Foi principalmente por aquilo que aconteceu do lado da despesa pública que o Conselho das Finanças Públicas acabou por ser surpreendido com o resultado do défice atingido no ano passado pelo Governo.

Na sua análise aos resultados das finanças públicas registados em 2016, a entidade liderada por Teodora Cardoso estima que cerca de 83% da redução do défice foi conseguida por via da redução do peso da despesa, precisamente o inverso daquilo que estava previsto, que passava por uma consolidação orçamental feita maioritariamente por via da receita. No Orçamento do Estado de 2016 publicado em Fevereiro do ano passado, apontava-se para um contributo por parte da despesa de apenas 26%. E mesmo a três meses do final do ano aquilo que era previsto no OE para 2017 era uma redução do défice de 2016 que contava com um contributo de 41% do lado da despesa.

O que aconteceu então para este resultado bastante melhor na redução da despesa, que ascendeu a 3319 milhões de euros em vez dos 950 milhões previstos no OE inicial? O CFP destaca três principais explicações.
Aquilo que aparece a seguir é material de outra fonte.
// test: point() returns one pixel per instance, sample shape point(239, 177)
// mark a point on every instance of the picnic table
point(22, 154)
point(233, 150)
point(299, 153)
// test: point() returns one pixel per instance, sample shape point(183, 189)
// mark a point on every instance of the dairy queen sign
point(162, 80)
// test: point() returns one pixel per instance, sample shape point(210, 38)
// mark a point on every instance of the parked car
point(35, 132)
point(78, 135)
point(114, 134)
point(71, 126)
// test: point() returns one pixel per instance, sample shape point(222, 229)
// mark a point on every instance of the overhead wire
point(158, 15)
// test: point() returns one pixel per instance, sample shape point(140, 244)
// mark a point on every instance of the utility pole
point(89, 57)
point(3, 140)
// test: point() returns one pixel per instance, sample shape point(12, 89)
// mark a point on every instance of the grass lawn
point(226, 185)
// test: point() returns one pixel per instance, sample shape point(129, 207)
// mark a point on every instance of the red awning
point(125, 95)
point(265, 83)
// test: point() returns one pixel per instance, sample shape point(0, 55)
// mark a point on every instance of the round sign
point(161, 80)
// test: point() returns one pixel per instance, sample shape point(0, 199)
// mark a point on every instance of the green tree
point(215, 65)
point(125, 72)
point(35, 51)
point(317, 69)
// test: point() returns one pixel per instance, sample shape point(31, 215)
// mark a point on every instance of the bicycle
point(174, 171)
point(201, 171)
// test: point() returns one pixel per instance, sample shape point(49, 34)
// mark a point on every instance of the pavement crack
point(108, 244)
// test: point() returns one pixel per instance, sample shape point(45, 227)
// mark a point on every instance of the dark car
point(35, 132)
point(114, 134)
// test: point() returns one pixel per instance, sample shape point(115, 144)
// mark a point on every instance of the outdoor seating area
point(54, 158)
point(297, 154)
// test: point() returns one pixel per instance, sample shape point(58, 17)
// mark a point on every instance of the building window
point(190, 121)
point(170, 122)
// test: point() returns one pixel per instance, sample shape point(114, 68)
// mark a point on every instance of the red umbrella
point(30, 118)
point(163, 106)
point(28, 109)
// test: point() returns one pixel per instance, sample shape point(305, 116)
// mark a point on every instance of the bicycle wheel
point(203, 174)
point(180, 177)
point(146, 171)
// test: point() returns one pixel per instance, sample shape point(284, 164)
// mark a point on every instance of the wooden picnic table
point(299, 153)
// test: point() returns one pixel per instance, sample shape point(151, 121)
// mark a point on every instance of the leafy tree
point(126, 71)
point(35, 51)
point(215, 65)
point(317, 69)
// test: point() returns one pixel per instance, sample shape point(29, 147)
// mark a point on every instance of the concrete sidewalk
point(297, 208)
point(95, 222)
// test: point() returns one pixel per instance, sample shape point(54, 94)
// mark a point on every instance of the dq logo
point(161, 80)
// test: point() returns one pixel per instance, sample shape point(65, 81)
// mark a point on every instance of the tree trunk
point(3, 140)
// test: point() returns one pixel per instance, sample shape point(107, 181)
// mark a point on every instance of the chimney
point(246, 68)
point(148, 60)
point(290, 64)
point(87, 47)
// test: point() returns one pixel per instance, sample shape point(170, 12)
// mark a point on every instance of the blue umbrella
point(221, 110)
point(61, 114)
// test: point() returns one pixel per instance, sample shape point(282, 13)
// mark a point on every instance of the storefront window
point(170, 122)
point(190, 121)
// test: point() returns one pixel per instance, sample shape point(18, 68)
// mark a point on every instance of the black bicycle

A primeira foi o facto de, num esforço de cumprimento das metas orçamentais exigidas pelas autoridades europeias, o Governo ter optado por não realizar mais de metade das despesas que estavam cativadas no OE inicial. A poupança adicional conseguida com essa medida (face ao previsto no orçamento) ascendeu a 0,3% do PIB e é o resultado de um congelamento das cativações superior ao registado em anos anteriores.

As cativações de despesa são realizadas em todos os orçamentos e constituem uma forma de os governos terem um determinado montante de despesa aprovado, mas cuja efectiva concretização fica condicionada da autorização do ministro das Finanças.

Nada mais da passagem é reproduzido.